Her skill as a reporter – and it was being a reporter that mattered to her – was that she related whatever it was that she was writing about to the commonplace. She could explain a war or a riot or a revolution by telling her readers what it meant to the person on the street in Moscow or Manila or Maputo. So she got out there, found a translator, got on to the streets of wherever she was and talked to the men and women – particularly the women – who could help her put the human perspective into her reporting.
She could do that because she also possessed Nick Tomalin’s second necessity for a successful journalist. She had a plausible manner. She was friendly and sympathetic and people would naturally want to talk to her and confide in her and tell her their stories and give her the colour with which she so enriched her stories.
I seem to have known her forever but we became close when covering the famine in Ethiopia nearly 40 years ago. Circumstances obliged us to share a room in some sort of garden shack in the grounds of the British embassy and she was so feisty and funny about everything, despite the heart-rending horror on which we were reporting, that we became friends for life.
She wasn’t a feminist, but she wasn’t “one of the boys” either. She enjoyed her femininity and used it whenever she could to get her way, to get her story, to get someone to do what she wanted. She couldn’t be bothered to waste her time with feminist issues because she just got on with it and proved that she was better than the blokes by doing so. Times change; Ann didn’t. That was just the way she was. She would tease me because we disagreed – about feminism, about politics, about all sorts – but we would always end up laughing and that was good because really the one thing that she couldn’t stand was anyone being boring.

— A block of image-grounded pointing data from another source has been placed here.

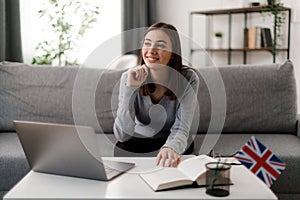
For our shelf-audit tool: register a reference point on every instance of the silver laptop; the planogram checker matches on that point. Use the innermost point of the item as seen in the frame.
(66, 150)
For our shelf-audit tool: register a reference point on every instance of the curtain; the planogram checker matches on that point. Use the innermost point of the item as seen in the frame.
(136, 16)
(10, 31)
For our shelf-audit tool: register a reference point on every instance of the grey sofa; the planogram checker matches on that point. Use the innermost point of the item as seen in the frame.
(260, 100)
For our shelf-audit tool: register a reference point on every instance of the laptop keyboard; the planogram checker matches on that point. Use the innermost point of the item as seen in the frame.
(109, 170)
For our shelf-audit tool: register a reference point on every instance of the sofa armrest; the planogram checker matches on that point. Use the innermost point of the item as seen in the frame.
(298, 125)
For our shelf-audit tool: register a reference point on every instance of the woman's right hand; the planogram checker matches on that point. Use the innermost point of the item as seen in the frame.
(137, 75)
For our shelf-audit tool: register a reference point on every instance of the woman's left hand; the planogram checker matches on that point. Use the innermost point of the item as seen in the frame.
(167, 157)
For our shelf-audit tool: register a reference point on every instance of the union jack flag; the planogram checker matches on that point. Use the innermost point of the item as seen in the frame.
(261, 161)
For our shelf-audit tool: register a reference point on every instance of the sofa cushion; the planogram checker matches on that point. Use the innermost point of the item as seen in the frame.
(286, 147)
(259, 98)
(57, 94)
(13, 164)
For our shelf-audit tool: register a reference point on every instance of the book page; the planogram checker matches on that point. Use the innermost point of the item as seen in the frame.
(166, 177)
(194, 167)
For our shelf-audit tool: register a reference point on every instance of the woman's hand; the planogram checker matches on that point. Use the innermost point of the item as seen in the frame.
(136, 76)
(167, 157)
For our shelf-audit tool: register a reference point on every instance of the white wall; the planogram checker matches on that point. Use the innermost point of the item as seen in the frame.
(177, 12)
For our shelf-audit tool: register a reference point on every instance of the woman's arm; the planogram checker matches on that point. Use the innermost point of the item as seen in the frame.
(124, 122)
(180, 130)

And Ann was never boring. Life was fun and she made it funnier. Like so many others, I would feel my heart lift when I learned that Ann was in town – only to sink, of course, a moment later at the thought of the story she would be filing when the time came. Nick Tomalin’s third journalistic requirement was “a little literary ability” and Ann didn’t have a little – she had a lot. But I still loved her. I can’t bear it that she’s gone.